In sentencing Freeman to serve 210 months, the district court did not address sentencing disparities nor fully consider the history and circumstances of the defendant in relation to the extreme length of her sentence. With regard to sentencing disparities, counsel provides this Court with data obtained from the United States Sentencing Commission’s 2018 Sourcebook of Federal Sentencing Statistics tending to show that Freeman’s sentence is significantly longer than those of similarly-situated defendants...
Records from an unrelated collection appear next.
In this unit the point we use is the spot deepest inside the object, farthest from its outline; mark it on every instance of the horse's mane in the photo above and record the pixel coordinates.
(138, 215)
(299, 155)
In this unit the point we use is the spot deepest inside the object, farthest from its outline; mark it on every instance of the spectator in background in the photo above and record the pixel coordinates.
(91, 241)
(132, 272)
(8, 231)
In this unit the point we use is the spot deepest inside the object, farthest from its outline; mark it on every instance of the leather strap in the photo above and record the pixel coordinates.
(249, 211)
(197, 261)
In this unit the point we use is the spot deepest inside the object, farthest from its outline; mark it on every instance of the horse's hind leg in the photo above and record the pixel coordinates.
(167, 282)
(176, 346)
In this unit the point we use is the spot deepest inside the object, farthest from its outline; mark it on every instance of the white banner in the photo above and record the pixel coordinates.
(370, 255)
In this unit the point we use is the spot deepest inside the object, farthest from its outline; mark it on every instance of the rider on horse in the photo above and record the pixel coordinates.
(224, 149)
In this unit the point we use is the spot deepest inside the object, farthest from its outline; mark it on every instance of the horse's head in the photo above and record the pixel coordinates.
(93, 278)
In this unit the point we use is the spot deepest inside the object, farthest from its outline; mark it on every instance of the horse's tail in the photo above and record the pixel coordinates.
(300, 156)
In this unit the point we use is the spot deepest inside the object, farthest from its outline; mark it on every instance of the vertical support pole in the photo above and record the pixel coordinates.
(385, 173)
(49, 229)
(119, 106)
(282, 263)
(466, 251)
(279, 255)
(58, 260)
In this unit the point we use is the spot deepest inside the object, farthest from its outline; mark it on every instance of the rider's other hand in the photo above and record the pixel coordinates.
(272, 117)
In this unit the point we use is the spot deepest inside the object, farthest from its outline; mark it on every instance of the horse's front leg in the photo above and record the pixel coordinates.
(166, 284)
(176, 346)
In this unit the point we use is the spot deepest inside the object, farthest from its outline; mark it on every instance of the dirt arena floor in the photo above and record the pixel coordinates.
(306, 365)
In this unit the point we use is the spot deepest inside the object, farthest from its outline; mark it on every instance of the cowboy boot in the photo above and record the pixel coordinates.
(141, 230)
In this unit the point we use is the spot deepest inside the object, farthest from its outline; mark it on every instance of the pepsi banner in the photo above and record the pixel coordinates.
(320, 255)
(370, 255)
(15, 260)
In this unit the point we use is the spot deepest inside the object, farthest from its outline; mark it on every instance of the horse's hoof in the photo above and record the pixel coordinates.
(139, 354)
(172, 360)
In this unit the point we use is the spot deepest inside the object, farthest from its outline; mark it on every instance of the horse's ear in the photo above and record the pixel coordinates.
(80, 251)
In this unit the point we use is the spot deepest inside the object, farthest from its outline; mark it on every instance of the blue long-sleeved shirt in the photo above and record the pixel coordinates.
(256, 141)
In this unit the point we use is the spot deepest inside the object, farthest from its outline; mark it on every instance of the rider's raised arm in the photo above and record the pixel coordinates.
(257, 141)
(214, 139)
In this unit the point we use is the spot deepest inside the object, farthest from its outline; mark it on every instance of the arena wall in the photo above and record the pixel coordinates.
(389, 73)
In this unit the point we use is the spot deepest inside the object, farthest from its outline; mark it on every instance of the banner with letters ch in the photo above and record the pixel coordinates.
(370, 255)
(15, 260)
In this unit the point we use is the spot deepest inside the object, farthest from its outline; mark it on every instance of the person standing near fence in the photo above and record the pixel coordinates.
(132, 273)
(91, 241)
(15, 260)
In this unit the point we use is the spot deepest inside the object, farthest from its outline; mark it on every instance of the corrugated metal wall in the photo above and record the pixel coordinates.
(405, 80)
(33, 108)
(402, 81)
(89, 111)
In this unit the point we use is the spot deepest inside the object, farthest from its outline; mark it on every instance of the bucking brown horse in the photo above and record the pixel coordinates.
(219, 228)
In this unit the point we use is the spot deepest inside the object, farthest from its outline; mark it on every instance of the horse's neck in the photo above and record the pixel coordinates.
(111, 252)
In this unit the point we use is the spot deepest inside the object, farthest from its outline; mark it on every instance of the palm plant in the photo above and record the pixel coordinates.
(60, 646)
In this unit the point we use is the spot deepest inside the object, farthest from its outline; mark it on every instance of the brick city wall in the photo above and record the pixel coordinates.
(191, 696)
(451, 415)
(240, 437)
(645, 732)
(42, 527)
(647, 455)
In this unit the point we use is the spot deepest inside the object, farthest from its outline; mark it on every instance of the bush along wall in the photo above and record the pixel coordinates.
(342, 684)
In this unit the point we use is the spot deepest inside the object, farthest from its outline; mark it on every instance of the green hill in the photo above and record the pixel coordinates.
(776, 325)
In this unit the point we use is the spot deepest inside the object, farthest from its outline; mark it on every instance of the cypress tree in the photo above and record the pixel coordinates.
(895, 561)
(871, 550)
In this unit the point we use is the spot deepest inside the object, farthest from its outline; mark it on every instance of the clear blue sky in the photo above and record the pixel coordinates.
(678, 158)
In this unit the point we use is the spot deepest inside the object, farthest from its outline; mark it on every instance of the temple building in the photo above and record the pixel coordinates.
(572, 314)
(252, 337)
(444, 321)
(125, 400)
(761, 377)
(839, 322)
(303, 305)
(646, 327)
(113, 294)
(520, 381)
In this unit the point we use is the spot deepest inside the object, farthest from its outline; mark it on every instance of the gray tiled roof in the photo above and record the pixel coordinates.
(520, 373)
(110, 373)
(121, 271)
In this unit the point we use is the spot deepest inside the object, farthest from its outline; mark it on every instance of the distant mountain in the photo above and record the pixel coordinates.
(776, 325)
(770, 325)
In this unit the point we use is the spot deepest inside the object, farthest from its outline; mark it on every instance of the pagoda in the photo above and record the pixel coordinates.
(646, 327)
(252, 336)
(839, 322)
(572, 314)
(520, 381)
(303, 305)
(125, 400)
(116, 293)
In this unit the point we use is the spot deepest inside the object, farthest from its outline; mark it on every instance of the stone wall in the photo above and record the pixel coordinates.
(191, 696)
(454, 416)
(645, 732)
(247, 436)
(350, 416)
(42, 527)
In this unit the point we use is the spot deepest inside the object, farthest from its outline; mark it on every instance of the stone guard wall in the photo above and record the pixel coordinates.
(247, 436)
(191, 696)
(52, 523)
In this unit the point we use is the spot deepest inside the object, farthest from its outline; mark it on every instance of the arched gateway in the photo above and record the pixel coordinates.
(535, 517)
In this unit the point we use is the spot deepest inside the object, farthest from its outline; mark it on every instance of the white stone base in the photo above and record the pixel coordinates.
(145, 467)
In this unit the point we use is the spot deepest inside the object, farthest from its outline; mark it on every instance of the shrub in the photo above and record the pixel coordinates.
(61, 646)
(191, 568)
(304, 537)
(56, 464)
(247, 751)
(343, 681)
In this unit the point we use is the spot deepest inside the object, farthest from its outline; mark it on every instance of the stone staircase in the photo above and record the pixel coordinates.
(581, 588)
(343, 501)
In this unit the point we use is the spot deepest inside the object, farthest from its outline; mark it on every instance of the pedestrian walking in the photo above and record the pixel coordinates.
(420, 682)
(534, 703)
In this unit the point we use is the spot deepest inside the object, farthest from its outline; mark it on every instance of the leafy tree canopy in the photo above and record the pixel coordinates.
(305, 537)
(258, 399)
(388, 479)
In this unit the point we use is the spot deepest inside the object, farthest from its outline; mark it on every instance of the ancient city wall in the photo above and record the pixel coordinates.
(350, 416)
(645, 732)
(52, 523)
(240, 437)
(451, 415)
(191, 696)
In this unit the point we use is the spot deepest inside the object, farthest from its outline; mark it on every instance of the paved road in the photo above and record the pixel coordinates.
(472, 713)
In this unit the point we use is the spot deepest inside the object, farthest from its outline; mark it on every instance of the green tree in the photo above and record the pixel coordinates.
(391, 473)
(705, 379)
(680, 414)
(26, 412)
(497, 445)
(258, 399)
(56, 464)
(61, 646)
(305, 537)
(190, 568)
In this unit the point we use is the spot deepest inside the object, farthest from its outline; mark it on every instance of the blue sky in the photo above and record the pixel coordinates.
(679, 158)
Based on the disparity between her sentence and those of similar defendants, and on the overwhelming record evidence of Freeman’s addiction to opioids, we conclude that Freeman has rebutted the presumption of reasonableness and established that her sentence is substantively unreasonable.  To the extent that the court referenced the danger of opioids in sentencing Freeman, it was only to condemn Freeman for selling them.  While this was certainly not an improper factor for the district court to consider, it also does not reflect the full picture.  And although the district court stated that Freeman was “no doubt a major supplier” of hydrocodone, it failed to consider that the amount that Freeman sold was frequently no more than half of what she was taking herself.

Judge Quattlebaum's dissent runs 26 pages and it includes some scatter plots! It starts and ends this way:

This sad case illustrates the opioid epidemic ravaging our country.  Precias Freeman is a victim of this epidemic.  As a teenager, she succumbed to the highly addictive nature of opioids in a way that continues to wreak havoc on her life.  As a fellow citizen, I am heartbroken over the toll her addiction has levied.  But Freeman chose to be a culprit too.  By her own admission, she prolifically forged prescriptions to obtain opioids for years — not just for herself, but to sell to others.  Whatever role her addiction played, that conduct was plainly criminal and certainly not bereft of “victims.” Maj. Op. at 21. Thus, today, we consider the sentence she received after pleading guilty of possession with intent to distribute two opioids, Hydrocodone and Oxycodone.  The majority vacates Freeman’s sentence for two reasons.  It concludes that the sentence was substantively unreasonable and that Freeman received ineffective assistance of counsel. Both holdings are unprecedented in our circuit....

I have great sympathy for Freeman’s circumstances. Her story reflects failures in our community.  One could argue her sentence does not reflect sound policy. But that does not make it unreasonable under the law.  And while the record is concerning regarding the effectiveness of counsel Freeman received, it does not conclusively demonstrate a failure to meet the constitutional bar at this juncture.  I dissent.

For a host of reasons, I hope the Justice Department has the good sense not to seek en banc review and that resentencing, rather than further costly litigation over a suspect and long prison term, is the next chapter is this all-too-common variation on the modern story of the opioid epidemic.